If n ² quantities A _{q s} in a coordinate system (x ₁,x ₂,.......x _n) are related to n ² other quantities $\bar{A}$ _pr in another coordinate system ($\bar{x^1}$,.........,$\bar{x^n}$ ) by the transformation equations

$\bar{A}$ _pr= $\displaystyle\sum_{s=1}^n$ $\displaystyle\sum_{q=1}^n$ ${\partial x^q\above{2pt}\partial\bar{x^p} }$ ${\partial x^s \above{2pt}\partial\bar{x^r} }$ A _{q s} p,r=1,2,........,n

or, by our conventions,

$\bar{A}$ _pr=${\partial x^q \above{2pt}\partial \bar{x^p} }$ ${\partial x^s \above{2pt}\partial\bar{x^r} }$

they are called components of a covariant tensor of the second rank.

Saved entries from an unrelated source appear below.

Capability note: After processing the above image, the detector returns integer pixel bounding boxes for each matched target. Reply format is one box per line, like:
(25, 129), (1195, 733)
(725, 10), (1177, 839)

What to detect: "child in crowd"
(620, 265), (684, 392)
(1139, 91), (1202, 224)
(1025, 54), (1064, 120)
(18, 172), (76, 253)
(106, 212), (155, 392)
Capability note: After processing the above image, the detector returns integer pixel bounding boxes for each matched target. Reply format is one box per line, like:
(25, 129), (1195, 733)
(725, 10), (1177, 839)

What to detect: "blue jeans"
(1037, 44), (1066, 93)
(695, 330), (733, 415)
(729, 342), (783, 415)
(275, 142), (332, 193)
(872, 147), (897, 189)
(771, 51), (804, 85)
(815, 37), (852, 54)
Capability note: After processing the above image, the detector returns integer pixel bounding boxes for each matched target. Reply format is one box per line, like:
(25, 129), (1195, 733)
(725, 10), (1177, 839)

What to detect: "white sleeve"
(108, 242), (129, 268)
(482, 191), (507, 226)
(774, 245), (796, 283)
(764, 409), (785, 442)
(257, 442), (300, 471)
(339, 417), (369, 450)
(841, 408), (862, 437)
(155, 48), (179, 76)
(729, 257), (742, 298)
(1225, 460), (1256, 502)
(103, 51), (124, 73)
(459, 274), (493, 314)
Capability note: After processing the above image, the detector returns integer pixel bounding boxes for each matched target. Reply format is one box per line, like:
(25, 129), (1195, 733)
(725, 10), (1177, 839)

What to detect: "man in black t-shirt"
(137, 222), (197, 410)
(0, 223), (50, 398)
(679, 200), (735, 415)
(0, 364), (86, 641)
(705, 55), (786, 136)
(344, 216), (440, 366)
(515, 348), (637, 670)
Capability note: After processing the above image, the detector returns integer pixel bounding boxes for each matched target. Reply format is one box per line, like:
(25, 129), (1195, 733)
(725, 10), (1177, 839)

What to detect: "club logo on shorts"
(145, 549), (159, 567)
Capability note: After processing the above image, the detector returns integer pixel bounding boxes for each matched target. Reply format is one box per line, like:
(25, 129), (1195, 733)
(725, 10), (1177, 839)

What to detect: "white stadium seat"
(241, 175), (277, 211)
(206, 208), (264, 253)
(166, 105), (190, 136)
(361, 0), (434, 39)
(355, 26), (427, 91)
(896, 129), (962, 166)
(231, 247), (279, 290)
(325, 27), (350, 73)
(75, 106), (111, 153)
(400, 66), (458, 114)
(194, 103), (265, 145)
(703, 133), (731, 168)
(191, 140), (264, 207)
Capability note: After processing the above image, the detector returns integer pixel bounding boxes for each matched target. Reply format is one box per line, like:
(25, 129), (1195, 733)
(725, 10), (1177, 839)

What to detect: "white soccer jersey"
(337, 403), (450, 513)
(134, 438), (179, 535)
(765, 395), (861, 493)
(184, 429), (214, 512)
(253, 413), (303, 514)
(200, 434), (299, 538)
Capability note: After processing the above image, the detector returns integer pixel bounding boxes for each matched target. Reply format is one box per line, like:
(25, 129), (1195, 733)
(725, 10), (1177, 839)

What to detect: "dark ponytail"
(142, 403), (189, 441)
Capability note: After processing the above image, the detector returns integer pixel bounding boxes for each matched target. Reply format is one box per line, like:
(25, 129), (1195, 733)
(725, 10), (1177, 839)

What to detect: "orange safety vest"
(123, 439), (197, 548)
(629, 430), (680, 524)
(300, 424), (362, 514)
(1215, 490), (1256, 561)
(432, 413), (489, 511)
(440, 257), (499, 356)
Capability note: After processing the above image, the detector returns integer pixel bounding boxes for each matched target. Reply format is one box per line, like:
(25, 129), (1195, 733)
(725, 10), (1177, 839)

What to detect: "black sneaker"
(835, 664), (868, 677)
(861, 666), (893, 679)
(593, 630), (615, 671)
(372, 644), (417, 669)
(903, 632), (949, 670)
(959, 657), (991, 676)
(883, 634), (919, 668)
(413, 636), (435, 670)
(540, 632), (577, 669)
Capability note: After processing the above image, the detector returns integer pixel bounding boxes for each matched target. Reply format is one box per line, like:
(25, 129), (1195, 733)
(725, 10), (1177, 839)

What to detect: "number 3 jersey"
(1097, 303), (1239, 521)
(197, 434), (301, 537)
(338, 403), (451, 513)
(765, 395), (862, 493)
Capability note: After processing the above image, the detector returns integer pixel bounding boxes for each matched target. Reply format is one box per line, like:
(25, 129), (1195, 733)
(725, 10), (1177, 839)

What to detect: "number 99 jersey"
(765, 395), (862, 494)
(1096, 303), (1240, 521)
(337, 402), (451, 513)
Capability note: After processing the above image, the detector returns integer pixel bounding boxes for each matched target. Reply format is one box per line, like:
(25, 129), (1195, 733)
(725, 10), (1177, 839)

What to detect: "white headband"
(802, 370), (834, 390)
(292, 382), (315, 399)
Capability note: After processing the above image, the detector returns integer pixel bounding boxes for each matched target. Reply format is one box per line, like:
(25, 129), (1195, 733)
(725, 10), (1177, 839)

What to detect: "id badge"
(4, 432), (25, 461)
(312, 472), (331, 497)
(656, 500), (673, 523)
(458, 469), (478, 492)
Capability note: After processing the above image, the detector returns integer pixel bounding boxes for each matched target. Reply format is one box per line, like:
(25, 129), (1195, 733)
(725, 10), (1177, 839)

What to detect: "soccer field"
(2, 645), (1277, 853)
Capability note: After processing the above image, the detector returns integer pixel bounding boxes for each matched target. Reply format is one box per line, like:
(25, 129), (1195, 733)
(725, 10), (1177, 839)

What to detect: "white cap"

Show that the Kronecker delta function is a mixed tensor of rank 2

The Kronecker delta or Kronecker tensor, written, $\delta^p_q$ and defined by

$\delta^p_q$ =$\begin{cases} 0 &\text{if } p{=}\mathllap{/\,}q \\ 1 &\text{if } p=q \end{cases}$

is a mixed tensor of rank 2,justify the notation used.

Proof:-

we must prove that

$\bar{δ^j_k}$ =${\partial\bar{u^j} \above{2pt}\partial u^p }$ ${\partial u^q \above{2pt} \partial\bar{u^k} }$ $\delta^p_q$

By definition

$\bar{δ^p_q}=\delta^p_q=$ $\begin{cases} 0 &\text{if } p{=}\mathllap{/\,}q \\ 1 &\text{if } p=q \end{cases}$

Coordinates $\bar{u ^j}$ are functions of coordinates u ^p which are in turn functions of coordinates $\bar{u ^k}$ .Then,by chain rule,

${\partial \bar{u ^j} \above{2pt}\partial u^p }{\partial u^p \above{2pt}\partial \bar{u ^k} }={\partial \bar{u ^j} \above{2pt}\partial \bar{u ^k} }=\delta^j_k$

Now we must prove that the right side of the transformation equations of the mixed tensor above equals $\bar{\delta^j_k }$ .It does:

${\partial \bar{u ^j} \above{2pt}\partial u^p }{\partial u^q\above{2pt}\partial \bar{u^k} } \delta^p_q$ =${\partial \bar{u ^j} \above{2pt} \partial u^p}{\partial u^p \above{2pt}\partial \bar{u ^k} }$ =${\partial \bar{u^j} \above{2pt}\partial \bar{u^k} }=\delta^j_k=\bar{\delta^j_k}$

Rank of Scalar tensor:-

In fact tensors are merely a generalization of scalars and vectors; a scalar is a zero rank tensor, and a vector is a first rank tensor. The rank (or order) of a tensor is defined by the number of directions (and hence the dimensionality of the array) required to describe it.

A tensor is a mathematical representation of a scalar (tensor of rank zero), a vector(rank 1)

scalar=rank 0->magnitude ,no direction.

vector=rank 1->magnitude and direction.